American general (1755–1834)

Marquis Calmes IV (26 February 1755 – 27 February 1834) was an American military officer and landowner.

==Biography==
Calmes was of Huguenot ancestry. His father was William Waller Calmes, 1727–1773. Calmes' mother was Lucy Neville. Calmes' patrilineal grandfather was Marquis Guillame de Calmes II, who was born in France in 1705. The de Calmes were a Huguenot family from Trèbes who emigrated to the Colony of Virginia in the early 18th century.

Calmes was born 26 February 1755 in Frederick, Virginia. As a young man, he was sent abroad to be educated. When the American Revolution started, he returned to Virginia. He raised and equipped a company at his own expense, and joined the 2nd Virginia Regiment as a lieutenant.

At the Battle of Brandywine, Colonel Thomas Marshall, the commander of the Second Regiment, was seriously injured. Calmes replaced Marshall at the battle. Calmes was then promoted to captain.

Calmes served in the Second Regiment until the conclusion of his term of service in 1779. He married Priscilla Heale in Faquier in 1782. He left Virginia and made his way to Kentucky, where he eventually founded a plantation, Caneland, adjacent to Colonel Marshall's Buck Pond, in Woodford County, Kentucky.
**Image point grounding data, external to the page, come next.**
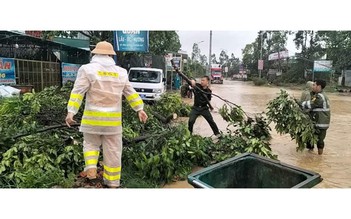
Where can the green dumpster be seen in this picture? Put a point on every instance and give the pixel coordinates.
(253, 171)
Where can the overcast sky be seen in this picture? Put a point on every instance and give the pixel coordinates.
(230, 41)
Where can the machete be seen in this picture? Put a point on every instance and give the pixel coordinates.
(189, 82)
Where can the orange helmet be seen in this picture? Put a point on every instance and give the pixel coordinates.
(104, 48)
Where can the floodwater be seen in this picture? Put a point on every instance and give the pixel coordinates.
(334, 165)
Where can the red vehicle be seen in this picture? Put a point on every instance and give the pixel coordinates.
(216, 74)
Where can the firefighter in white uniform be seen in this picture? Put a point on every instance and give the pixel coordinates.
(103, 83)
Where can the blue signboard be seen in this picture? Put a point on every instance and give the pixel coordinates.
(131, 41)
(7, 71)
(69, 72)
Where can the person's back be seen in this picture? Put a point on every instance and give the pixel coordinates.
(306, 94)
(320, 113)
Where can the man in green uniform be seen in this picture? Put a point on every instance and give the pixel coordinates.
(200, 106)
(320, 113)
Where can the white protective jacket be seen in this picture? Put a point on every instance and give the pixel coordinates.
(104, 83)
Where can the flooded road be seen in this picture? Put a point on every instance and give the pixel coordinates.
(334, 165)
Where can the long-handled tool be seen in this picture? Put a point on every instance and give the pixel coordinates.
(189, 82)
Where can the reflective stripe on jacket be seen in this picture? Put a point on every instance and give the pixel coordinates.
(103, 83)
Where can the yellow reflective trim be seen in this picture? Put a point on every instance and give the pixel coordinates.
(136, 103)
(78, 96)
(112, 169)
(74, 104)
(132, 96)
(91, 153)
(111, 178)
(101, 122)
(103, 114)
(109, 74)
(91, 162)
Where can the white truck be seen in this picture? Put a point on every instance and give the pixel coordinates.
(150, 83)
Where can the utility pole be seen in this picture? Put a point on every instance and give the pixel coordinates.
(209, 56)
(260, 71)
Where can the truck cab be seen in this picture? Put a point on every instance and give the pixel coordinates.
(150, 83)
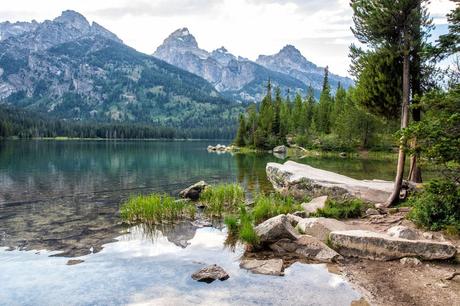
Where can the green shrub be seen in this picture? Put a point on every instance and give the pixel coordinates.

Calmes was one of the founders of Versailles, Kentucky. He married Priscilla Hale. At Caneland, Calmes enslaved multiple people, including field laborers, a sawyer, a carpenter, a blacksmith, and a shoemaker.

Calmes was a longtime member of the county court in Versailles. In 1795, he served in the Kentucky State Legislature.

During the War of 1812, Calmes was promoted to Brigadier General and given command of a brigade of Kentucky riflemen. He served under William Henry Harrison.

Following the War of 1812, Calmes returned again to his estate near Versailles, Kentucky. He was widowed in 1821, and afterwards embarked on a lengthy hunting trip in Arkansas. He also briefly hosted the Marquis de Lafayette, who he had befriended during the Revolutionary War, on the latter's American tour in 1825. He died on February 27, 1834. He is buried in a plain stone mausoleum on the property of Caneland. It was restored in 1990.

Calmes and his wife and children were painted by Jacob Frymire in 1806.